This Saturday we ended up in Scheveningen Harbour in Den Haag after another futile house-hunting recce.
It was Vlaggetjesdag - basically a festival to celebrate the humble herring. The arrival of the nieuwe haring season is a big thing over here, and the locals were waffling back the national dish of raw herring and cucumber pickles by the bucket load. The sea-shanty competition appeared to be in full-swing, and a whole programme of events had been planned for the wet and windy afternoon, including later on a concert by the singer Joe Cocker. Lets hope he likes his fish - if not, I'm sure his friends can help him out.
There were craft stalls, games, and lots of people in traditional costume - always a worry. There are many regional variations on the national dress but the Scheveningen harbour version included womens headgear held in place by two large gold circular hairpins which looked like antennae. The whole thing was just too weird. After a quick sandwich sheltering from the wind we gave up and came home.
There was more weirdness on Sunday. We should have known better but we're suckers for punishment. The rain had stopped so we set off for Royal FloraHolland factory at Aalsmere and the local flower festival. Aalsmere is the world centre of the flower distribution industry, and according to Wikipedia The Royal FloraHolland auction factory is ‘by footprint’ the largest building in the world covering a massive 518,000 m2 (128 acres).
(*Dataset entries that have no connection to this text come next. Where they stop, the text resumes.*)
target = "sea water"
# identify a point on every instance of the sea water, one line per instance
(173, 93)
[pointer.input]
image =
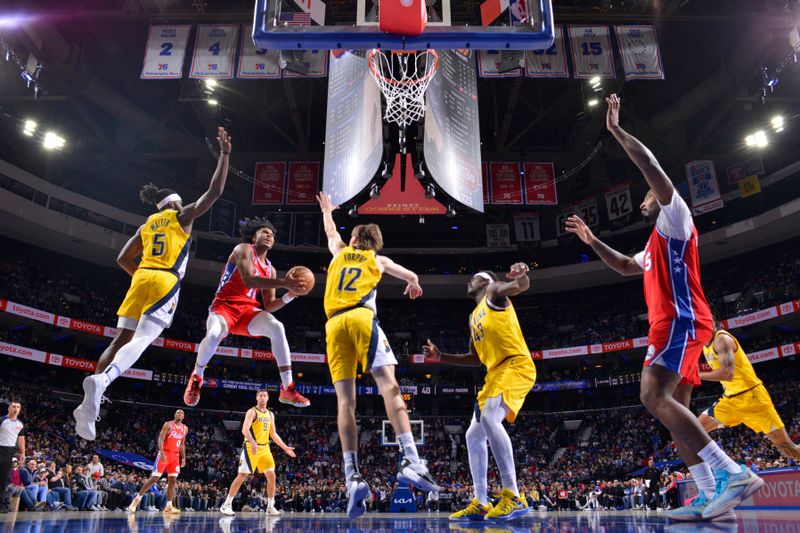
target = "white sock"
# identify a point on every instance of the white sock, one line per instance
(478, 452)
(717, 459)
(350, 464)
(409, 448)
(704, 479)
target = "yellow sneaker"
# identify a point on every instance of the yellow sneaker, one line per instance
(473, 511)
(510, 507)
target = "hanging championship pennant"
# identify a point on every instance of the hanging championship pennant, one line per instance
(213, 51)
(618, 201)
(164, 53)
(591, 51)
(641, 56)
(255, 63)
(303, 183)
(270, 181)
(703, 187)
(317, 63)
(540, 184)
(550, 63)
(506, 183)
(489, 65)
(526, 227)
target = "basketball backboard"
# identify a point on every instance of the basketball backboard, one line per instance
(313, 25)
At the factory, it all seemed very low key. Presumably as most people who live in Aalsmere work for Royal FloraHolland it’s the last place they want to visit on their day off. However, we were able to make a video of ourselves driving a forklift truck around the shop floor, and of course, there were more bizarre costumes on display.
Our next stop on the flower festival tour was Fort Kudelstaart, a UNESCO world heritage site where we caught a water taxi to Aalsmere town itself. By this time it was getting up quite warm, so warm in fact that Henk, the boatman, decided he was too hot in his trousers and needed to change into his shorts. Most people would have nipped off to the loo to do this, but not the Dutch. I supposed I should just have been grateful he'd remembered to put his boxers on that morning.
We did a quick tour of the horticultural museum and then followed the sound of music (the Dutch don't do anything without music) to the windmill square. We decided to give the Rose Nursery and the Flower Arranging College a miss. We had seen enough (or more than enough in Henk's case).